Cotton Industry Act 1959
- Parliament of the United Kingdom
- Long title: An Act to enable schemes made with a view to eliminating excess capacity in the cotton industry to provide for paying compensation for any such elimination and for raising the sums required for that and other purposes by levies on the industry; to enable the Board of Trade to make contributions towards any such compensation and to make grants for the re-equipment of the industry; and for purposes connected therewith.
- Citation: 7 & 8 Eliz. 2. c. 48
- Territorial extent: England and Wales; Scotland;

Dates
- Royal assent: 9 July 1959
- Commencement: 9 July 1959
- Repealed: 16 June 1977

Other legislation
- Repealed by: Statute Law (Repeals) Act 1977

Status: Repealed

Text of statute as originally enacted

= Cotton Industry Act 1959 =

Act of the Parliament of the United Kingdom

The Cotton Industry Act 1959 (7 & 8 Eliz. 2. c. 48) was an act of the Parliament of the United Kingdom that aimed to reorganise the Lancashire cotton industry to prevent its further decline. It provided for grants to replace equipment. The reorganisation process was voluntary in large part to be managed by the Cotton Board.
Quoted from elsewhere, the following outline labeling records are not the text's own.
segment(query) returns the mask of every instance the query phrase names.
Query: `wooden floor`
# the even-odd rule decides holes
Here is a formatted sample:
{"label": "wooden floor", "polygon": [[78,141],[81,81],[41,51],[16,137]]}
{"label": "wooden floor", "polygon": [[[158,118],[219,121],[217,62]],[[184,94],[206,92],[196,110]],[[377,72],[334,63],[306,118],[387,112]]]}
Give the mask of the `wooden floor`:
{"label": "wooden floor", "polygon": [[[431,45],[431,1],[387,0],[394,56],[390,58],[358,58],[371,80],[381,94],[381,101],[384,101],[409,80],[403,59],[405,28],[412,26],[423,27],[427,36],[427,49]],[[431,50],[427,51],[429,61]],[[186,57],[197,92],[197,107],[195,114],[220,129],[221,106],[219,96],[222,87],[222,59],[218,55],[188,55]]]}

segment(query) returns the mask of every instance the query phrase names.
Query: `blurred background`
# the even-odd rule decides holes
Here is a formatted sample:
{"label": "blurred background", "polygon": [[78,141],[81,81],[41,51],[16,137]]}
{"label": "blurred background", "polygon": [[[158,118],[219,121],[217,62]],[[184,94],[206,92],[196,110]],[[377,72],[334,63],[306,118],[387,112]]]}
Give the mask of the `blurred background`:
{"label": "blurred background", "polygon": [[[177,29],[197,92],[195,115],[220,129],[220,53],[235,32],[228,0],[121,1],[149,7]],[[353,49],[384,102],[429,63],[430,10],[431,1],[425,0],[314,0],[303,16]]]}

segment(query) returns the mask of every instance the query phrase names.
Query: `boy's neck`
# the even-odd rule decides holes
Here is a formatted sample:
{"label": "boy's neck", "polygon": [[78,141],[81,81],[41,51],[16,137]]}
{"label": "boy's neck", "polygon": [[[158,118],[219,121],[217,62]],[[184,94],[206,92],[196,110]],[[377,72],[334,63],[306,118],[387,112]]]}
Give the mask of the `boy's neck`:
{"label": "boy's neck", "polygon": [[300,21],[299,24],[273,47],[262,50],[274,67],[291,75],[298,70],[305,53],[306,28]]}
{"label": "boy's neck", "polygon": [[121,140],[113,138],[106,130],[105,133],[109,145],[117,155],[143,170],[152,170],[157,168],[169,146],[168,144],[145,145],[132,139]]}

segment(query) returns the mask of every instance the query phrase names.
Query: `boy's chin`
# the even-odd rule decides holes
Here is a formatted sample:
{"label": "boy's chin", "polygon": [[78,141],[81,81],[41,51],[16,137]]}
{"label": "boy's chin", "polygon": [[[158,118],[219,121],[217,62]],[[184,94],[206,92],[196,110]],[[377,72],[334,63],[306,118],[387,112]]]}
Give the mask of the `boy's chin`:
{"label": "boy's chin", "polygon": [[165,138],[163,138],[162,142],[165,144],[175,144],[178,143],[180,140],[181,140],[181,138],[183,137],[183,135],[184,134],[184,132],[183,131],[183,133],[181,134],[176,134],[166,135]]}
It was the last major legislative intervention, following other attempts to help rationalise and modernise the industry including the Cotton Spinning Industry Act 1936 (26 Geo. 5 & 1 Edw. 8. c. 21) and the Cotton Industry (Reorganisation) Act 1939 (2 & 3 Geo. 6. c. 54).

Implementation of the act ran into considerable trouble as demand for cotton collapsed.

== Subsequent developments ==
The whole act was repealed by section 1(1) of, and part XIX of schedule 1 to, the Statute Law (Repeals) Act 1977, which came into force on 16 June 1977.